Has anyone integrated shared storage on a Dell MD3 array set up with DDP with ESXi 5.1?
DDP is very appealing as it has fast rebuild times, lots of spindles (IOPS) and great coverage on disk failure.
ok, I nave completed setting up a test environment with DDP and it seems to work well with multipathing.
The setup is
So two subnets across two controllers.
The controllers are attached to two dedicated switches, one for each subnet.
Create vSwitch1 with one vmkernel 192.168.130.103 with a 1:1 ratio to one vnic
Create vSwitch2 with one vmkernel 192.168.131.103 with a 1:1 ratio to the other vnic
Plug the nics into the relevant switch for each subnet.
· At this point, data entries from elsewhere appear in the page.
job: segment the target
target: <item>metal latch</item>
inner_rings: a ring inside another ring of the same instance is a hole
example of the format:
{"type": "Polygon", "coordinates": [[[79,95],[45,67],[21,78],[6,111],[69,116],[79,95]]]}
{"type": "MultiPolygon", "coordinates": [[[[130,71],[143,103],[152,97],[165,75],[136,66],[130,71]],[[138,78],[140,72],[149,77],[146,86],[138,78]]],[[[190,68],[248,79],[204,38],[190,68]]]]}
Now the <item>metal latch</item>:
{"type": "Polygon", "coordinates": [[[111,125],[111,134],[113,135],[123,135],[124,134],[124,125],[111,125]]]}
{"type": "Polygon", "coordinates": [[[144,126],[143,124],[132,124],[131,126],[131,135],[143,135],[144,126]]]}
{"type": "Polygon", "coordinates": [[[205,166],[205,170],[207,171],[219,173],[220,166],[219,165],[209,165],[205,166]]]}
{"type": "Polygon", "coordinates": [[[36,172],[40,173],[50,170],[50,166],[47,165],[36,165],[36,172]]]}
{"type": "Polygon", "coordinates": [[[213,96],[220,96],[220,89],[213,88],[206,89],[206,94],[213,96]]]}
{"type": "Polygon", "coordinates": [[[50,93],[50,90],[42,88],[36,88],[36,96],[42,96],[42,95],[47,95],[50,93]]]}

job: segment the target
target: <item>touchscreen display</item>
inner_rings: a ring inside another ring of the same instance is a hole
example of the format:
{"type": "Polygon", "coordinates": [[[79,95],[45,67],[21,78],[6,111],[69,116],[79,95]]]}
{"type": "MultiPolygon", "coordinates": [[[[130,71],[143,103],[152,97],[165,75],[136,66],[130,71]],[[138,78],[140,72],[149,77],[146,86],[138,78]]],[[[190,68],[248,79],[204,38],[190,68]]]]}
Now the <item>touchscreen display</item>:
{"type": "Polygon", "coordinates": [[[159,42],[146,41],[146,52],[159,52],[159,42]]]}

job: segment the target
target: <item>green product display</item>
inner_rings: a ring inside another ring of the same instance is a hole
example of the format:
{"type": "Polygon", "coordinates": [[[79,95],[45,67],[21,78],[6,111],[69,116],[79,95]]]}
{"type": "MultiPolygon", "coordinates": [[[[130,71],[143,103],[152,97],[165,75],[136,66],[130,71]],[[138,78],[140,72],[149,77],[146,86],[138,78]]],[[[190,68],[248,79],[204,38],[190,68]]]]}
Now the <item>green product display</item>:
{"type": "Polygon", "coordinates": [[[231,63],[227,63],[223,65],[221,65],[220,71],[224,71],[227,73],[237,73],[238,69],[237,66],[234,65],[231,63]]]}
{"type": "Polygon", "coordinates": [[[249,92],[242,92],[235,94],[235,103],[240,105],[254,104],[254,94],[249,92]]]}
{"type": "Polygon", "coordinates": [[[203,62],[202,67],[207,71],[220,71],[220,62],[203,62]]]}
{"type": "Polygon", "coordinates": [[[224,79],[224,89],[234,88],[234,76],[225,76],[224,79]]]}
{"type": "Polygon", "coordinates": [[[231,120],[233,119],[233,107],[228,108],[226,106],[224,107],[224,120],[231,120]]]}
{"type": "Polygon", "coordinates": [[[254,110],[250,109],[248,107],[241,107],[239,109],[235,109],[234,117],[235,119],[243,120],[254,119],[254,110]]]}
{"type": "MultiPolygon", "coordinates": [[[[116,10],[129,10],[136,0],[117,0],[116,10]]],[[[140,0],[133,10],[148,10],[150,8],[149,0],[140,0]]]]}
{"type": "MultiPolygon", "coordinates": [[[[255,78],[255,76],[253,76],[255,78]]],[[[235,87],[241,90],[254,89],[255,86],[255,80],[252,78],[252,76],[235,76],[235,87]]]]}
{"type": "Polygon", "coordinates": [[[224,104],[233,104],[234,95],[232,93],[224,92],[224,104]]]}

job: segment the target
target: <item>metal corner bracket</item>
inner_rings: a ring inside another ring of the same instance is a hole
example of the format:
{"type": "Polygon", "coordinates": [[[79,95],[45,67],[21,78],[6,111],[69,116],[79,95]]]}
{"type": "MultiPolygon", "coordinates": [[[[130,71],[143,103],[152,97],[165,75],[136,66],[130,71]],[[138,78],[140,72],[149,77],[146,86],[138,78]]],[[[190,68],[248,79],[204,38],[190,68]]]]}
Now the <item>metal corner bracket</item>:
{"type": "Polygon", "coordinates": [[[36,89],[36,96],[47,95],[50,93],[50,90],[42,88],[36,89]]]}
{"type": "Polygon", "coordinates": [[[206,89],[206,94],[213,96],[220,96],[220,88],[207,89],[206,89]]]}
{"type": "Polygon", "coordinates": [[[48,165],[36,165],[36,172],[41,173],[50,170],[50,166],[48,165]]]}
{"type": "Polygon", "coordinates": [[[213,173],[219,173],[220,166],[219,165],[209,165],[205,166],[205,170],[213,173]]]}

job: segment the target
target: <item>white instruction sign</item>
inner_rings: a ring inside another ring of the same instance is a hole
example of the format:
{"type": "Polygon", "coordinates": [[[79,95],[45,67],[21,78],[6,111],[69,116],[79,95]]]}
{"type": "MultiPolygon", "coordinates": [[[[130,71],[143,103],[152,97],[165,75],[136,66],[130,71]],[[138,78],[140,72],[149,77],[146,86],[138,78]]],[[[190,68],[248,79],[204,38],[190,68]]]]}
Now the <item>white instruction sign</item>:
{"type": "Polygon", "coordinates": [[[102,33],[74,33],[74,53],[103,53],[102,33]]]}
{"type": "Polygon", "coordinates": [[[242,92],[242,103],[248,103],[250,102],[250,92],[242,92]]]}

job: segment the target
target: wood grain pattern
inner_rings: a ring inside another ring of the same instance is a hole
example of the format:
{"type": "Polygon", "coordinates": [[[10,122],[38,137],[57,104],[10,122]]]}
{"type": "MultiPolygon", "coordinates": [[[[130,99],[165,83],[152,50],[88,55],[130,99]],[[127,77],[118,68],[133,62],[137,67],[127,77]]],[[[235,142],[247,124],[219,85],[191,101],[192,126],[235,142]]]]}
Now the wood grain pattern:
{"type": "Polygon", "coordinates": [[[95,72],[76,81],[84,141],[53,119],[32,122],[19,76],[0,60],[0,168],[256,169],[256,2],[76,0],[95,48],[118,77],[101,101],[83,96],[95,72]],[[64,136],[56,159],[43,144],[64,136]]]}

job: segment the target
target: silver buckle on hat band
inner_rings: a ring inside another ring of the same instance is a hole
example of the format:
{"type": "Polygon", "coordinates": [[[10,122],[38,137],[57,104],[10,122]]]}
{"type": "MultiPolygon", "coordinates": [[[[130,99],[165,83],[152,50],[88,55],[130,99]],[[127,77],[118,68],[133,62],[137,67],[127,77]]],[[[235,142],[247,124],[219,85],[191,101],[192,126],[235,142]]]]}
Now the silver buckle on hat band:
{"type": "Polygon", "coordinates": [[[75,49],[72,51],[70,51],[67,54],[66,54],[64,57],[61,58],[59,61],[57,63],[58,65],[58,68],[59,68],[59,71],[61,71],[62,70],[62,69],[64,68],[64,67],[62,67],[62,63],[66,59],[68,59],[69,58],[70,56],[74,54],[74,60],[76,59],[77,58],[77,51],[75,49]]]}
Add the iSCSI SW adapter. DO NOT port bind the vmks as you should not do this with multiple subnets.
Add to the dynamic discover tab of the iSCSI SW adapter -
Create a disk pool (DDP) with a Virtual Disk.
Create a host group with a host with the iqn of the ESX iSCSI SW adapter.
Map the Virtual disk to the host (LUN mapping)
Enable ALUA ( Asymmetric Logical Unit Access) on the CLI of the ESX host (ssh)
esxcli storage nmp satp rule add -s VMW_SATP_ALUA -V DELL -M MD36xxi -c tpgs_on;
esxcli storage nmp satp set --default-psp VMW_PSP_RR --satp VMW_SATP_ALUA;
Rescan the iSCSI SW adapter and there is your LUN!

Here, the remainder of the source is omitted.